Kelebihan dan kekurangan Alkohol sebagai antiseptik

Ada beberapa jenis alkohol, tetapi yang umumnya digunakan sebagai antiseptik adalah etanol - juga dikenal sebagai etil alkohol - dan isopropil alkohol, atau isopropanol. Kedua bahan kimia yang efektif terhadap berbagai bakteri, virus, protozoa, dan jamur, dan memiliki toksisitas relatif rendah bagi manusia.

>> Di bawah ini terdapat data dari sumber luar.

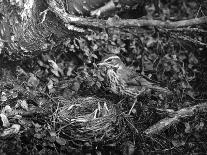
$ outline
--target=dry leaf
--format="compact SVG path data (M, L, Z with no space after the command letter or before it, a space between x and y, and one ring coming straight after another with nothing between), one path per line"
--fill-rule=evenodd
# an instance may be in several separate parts
M9 123L7 116L5 114L0 114L0 117L1 117L3 127L9 127L10 123Z
M4 137L4 136L11 135L11 134L16 134L19 132L20 127L21 126L19 124L13 124L10 128L5 129L0 136Z
M30 74L30 78L27 82L27 85L30 87L37 87L39 84L39 79L36 78L36 76L34 74Z

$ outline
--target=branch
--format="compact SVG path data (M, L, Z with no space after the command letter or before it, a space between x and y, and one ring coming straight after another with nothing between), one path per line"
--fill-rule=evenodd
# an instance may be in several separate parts
M96 28L108 27L142 27L157 26L162 28L180 28L207 23L207 17L194 18L189 20L181 20L176 22L160 21L160 20L137 20L137 19L117 19L110 18L108 20L83 18L68 14L64 8L58 7L55 0L48 0L50 10L59 16L66 24L75 24L79 26L88 26Z
M151 126L144 133L148 136L159 134L170 126L179 123L182 118L191 117L196 114L196 112L207 111L207 103L198 104L192 107L183 108L176 112L169 112L170 117L164 118L155 125Z

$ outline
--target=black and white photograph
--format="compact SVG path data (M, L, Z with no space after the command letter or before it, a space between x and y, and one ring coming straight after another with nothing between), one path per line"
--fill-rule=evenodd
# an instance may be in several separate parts
M0 0L0 155L207 154L207 0Z

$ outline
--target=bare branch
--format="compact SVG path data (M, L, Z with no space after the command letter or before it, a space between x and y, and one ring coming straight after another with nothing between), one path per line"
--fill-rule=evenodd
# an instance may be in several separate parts
M59 8L54 0L48 2L50 9L58 15L66 24L75 24L80 26L89 26L97 28L107 27L141 27L141 26L157 26L163 28L180 28L207 23L207 17L194 18L189 20L181 20L176 22L160 21L160 20L137 20L137 19L117 19L110 18L108 20L83 18L66 13L63 8Z

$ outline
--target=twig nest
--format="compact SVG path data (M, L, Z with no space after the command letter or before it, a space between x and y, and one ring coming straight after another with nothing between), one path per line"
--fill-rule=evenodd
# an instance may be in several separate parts
M58 119L66 126L62 131L74 140L105 142L116 137L117 111L106 99L81 97L69 100L59 109Z

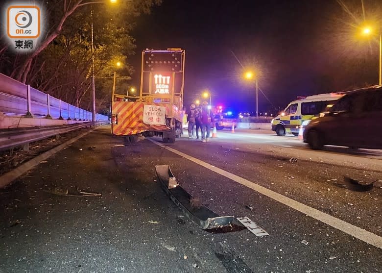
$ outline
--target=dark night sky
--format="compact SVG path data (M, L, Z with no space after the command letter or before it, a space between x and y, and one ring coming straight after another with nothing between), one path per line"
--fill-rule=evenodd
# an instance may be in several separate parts
M240 78L231 50L245 65L260 68L259 87L275 106L324 93L323 86L346 88L354 82L339 81L333 74L330 84L322 83L339 60L325 51L322 34L329 18L340 12L332 0L164 0L151 14L138 18L132 33L137 45L130 59L136 69L133 83L139 85L142 50L179 47L186 51L186 103L207 88L213 104L254 109L254 83ZM270 105L259 93L260 112Z

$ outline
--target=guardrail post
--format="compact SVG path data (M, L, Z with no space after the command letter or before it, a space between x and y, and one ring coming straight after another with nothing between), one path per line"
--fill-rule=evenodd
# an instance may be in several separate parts
M52 117L50 116L50 99L49 99L49 94L48 94L48 99L47 102L48 102L48 114L47 115L47 119L51 119Z
M26 116L27 117L31 118L32 116L31 110L32 107L31 107L30 105L30 85L29 84L26 86L26 100L27 103L28 104L28 109L26 110Z
M62 100L60 99L60 117L58 118L59 120L64 119L64 118L62 117L62 105L61 105L62 102Z
M68 103L68 120L72 120L71 119L71 105L69 103Z

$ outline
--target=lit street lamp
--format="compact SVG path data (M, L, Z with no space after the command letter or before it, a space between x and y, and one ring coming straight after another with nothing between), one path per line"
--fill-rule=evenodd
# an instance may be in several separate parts
M364 27L362 33L364 35L369 36L373 34L373 29L370 27ZM380 74L379 85L382 85L382 33L381 33L381 27L380 27Z
M134 87L131 87L131 88L130 89L130 93L135 93L135 88L134 88ZM128 95L129 95L129 91L128 91L128 91L127 91L127 96L128 96Z
M122 2L130 2L133 0L122 0ZM117 0L110 0L110 2L113 3L117 3ZM95 1L89 3L90 4L101 4L104 2ZM91 29L92 29L92 121L96 121L96 84L94 80L94 37L93 35L93 9L92 5L91 5L91 9L90 10L90 15L92 19ZM119 63L119 66L120 63ZM117 64L117 66L119 66ZM114 82L115 84L116 73L114 72ZM113 86L113 92L114 86ZM114 94L114 93L113 93Z
M117 65L117 67L118 68L120 67L120 66L122 65L122 64L119 61L117 62L116 64ZM114 76L113 77L113 96L114 96L114 93L115 93L115 92L116 91L116 71L114 71ZM127 95L128 96L128 95L129 94L128 94ZM112 99L113 99L113 98Z
M203 93L203 97L204 99L207 99L209 97L210 97L210 105L212 105L212 103L211 102L211 100L212 100L211 97L212 97L212 95L211 95L211 94L207 91L205 91L204 93Z
M251 71L247 71L244 74L244 77L247 80L251 80L253 78L253 73ZM258 109L258 84L257 84L257 74L256 74L256 118L259 117Z

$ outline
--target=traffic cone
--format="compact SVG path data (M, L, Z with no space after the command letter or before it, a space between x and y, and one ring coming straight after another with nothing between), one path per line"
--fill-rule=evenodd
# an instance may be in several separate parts
M303 133L302 125L300 126L300 129L298 130L298 136L297 137L298 140L303 140L304 135Z
M212 137L217 137L216 134L216 126L214 126L214 130L212 130Z

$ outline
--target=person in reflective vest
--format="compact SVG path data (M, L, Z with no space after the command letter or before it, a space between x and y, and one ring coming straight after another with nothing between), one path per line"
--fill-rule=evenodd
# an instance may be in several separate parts
M193 127L195 126L195 104L191 104L189 113L189 138L193 138Z
M208 103L207 101L203 102L199 117L202 124L202 139L203 142L208 142L210 140L211 124L214 123L214 115L211 109L208 109Z

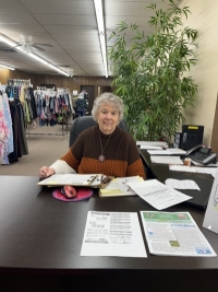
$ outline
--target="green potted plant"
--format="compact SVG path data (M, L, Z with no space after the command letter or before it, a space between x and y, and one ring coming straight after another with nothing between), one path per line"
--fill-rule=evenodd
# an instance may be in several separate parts
M191 13L175 1L166 10L150 4L147 37L136 24L117 24L109 39L108 58L112 63L114 93L125 104L125 120L135 140L168 140L184 122L183 110L193 105L197 85L187 75L196 62L197 31L183 27L182 16ZM126 43L126 33L134 36Z

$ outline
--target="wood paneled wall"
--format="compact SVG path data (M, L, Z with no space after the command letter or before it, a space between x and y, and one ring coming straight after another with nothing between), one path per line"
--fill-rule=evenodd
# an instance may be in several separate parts
M0 82L1 84L7 84L8 79L31 79L34 86L39 86L40 84L55 84L56 87L70 89L70 91L81 92L81 85L94 85L95 96L97 96L98 86L111 86L112 78L104 77L64 77L64 75L38 75L33 73L26 73L23 71L11 71L8 69L0 68Z

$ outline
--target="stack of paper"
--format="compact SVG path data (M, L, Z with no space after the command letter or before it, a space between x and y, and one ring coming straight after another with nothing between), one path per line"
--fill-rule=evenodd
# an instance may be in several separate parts
M130 188L129 183L141 184L144 179L141 176L129 176L113 178L106 188L99 189L100 197L122 197L122 196L137 196L134 190Z
M89 186L97 187L101 180L100 174L55 174L37 183L39 186Z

Mereka paling sering digunakan sebagai antiseptik kulit, sering dalam bentuk tisu atau gel, dan untuk desinfektan permukaan, tetapi mereka umumnya tidak digunakan untuk mensterilkan instrumen. Efek utama terhadap mikroorganisme tampaknya untuk membekukan protein penting, membuat mereka tidak efektif, dan menyebabkan kematian sel atau menghambat reproduksi. Mereka juga mungkin memiliki efek dehidrasi dan dapat mengganggu fungsi membran sel.

Cara kerja

Protein yang umum untuk semua makhluk hidup dan melakukan banyak fungsi penting dalam sel. Misalnya, kelas protein yang dikenal sebagai enzim memungkinkan sel untuk melaksanakan reaksi kimia yang membuat mereka hidup. Molekul protein memiliki bentuk kompleks yang sangat penting dengan cara mereka berperilaku dan, jika protein kehilangan bentuknya, itu mungkin tidak akan mampu menjalankan fungsinya.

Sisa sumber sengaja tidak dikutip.